Es gehört zu den bewundernswerten Eigenschaften von Pater Rupert Mayer, dass er auch nach der Machtergreifung der Nazis im Jahre 1933 unerschrocken und kompromisslos die Menschenwürde und die Freiheit der Kirche öffentlich gegen den sich immer totalitärer gebärdenden Staat verteidigte. 1936 wurde Pater Rupert erstmals von der Staatsanwaltschaft verwarnt, 1937 erteilte ihm die Gestapo für das ganze Reichsgebiet ein Redeverbot – das der Jesuitenpater schlicht ignorierte. Es folgten Verhaftung und Prozess vor dem Münchner Sondergericht.

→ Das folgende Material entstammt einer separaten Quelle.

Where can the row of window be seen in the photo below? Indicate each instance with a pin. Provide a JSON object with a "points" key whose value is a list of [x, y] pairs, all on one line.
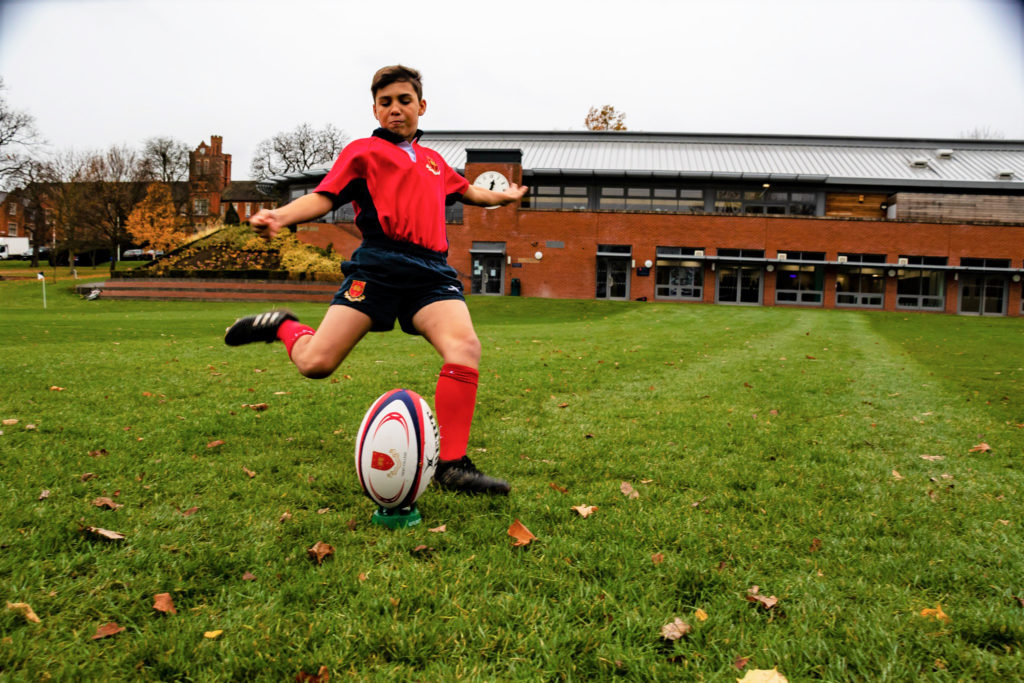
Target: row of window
{"points": [[673, 200]]}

Die Richter hatten sich noch einen Rest der abendländischen Rechtskultur bewahrt, waren noch keine Blutrichter wie der spätere Volksgerichtshof-Scherge Roland Freisler, sondern liessen sich auf einen Disput mit dem Angeklagten ein – und lernten dabei nicht nur einen furchtlosen, sondern auch einen ausgesprochen schlagfertigen Gottesmann kennen. Auf den Vorwurf, er habe den gehbehinderten Reichspropagandaminister Goebbels beleidigt, weil er auf der Kanzel mehrfach den Satz ausgesprochen hatte: «Die Lüge hinkt durch die Welt»1, entgegnete Pater Rupert maliziös, Goebbels könne er nicht gemeint haben, denn die Richter wollten doch nicht ernsthaft behaupten, dass Goebbels lüge. Die anschliessende Gefängnisstrafe wurde bald wieder aufgehoben, Pater Rupert fuhr aber unbeirrt fort, seine Überzeugung kundzutun. Da riss der Gestapo der Geduldsfaden und überstellte ihn 1939 kurzerhand in das Konzentrationslager Sachsenhausen. Dort litt er unter kaum mehr erträglichen Schmerzen an seinem wunden Beinstumpf und magerte auf lebensbedrohliche 50 Kilo ab. Und wiederum wollten die Nazis verhindern, dass ihnen ein so populärer Märtyrer ins Haus stehen würde. Die Gestapo handelte deshalb mit der Münchner Kirchenleitung eine Vereinbarung aus: Pater Rupert Mayer konnte das KZ verlassen, wurde aber in das entlegene Benediktinerkloster Ettal verbannt, wo er weder die Messe lesen noch die Beichte hören durfte.
Aktuelles Vorbild
«Seitdem bin ich lebend ein Toter, ja dieser Tod ist für mich, der ich noch so voll Leben bin, viel schlimmer als der wirkliche Tod, auf den ich schon so oft gefasst war.»2 Mit diesen Worten kommentierte Pater Rupert die ihm aufgezwungene Tatenlosigkeit. Als 69-Jähriger konnte er nach Kriegsende ins zerbombte München zurückkehren. Obwohl ein physisch gebrochener Mann, wurde er wieder rastlos tätig, predigte so oft es ging, organisierte Unterkünfte und Lebensmittel. Mitten in einer solchen Predigt erlitt Pater Rupert an Allerheiligen 1945 bei der Messfeier am Altar einen Hirnschlag3. Ohne noch ein Wort sprechen zu können, blieb er minutenlang aufrecht stehen, gehalten von seiner Oberschenkelprothese, bis ihn die Mitbrüder aus der Kirche trugen. Als sich in Windeseile die Todesnachricht in der Stadt verbreitete, machte in der Bevölkerung das Diktum die Runde: «Unser Pater Mayer ist niemals umgefallen – nicht einmal im Sterben.»1 Am 3. Mai 1987 sprach ihn Papst Johannes Paul II. im Olympiastadion München selig.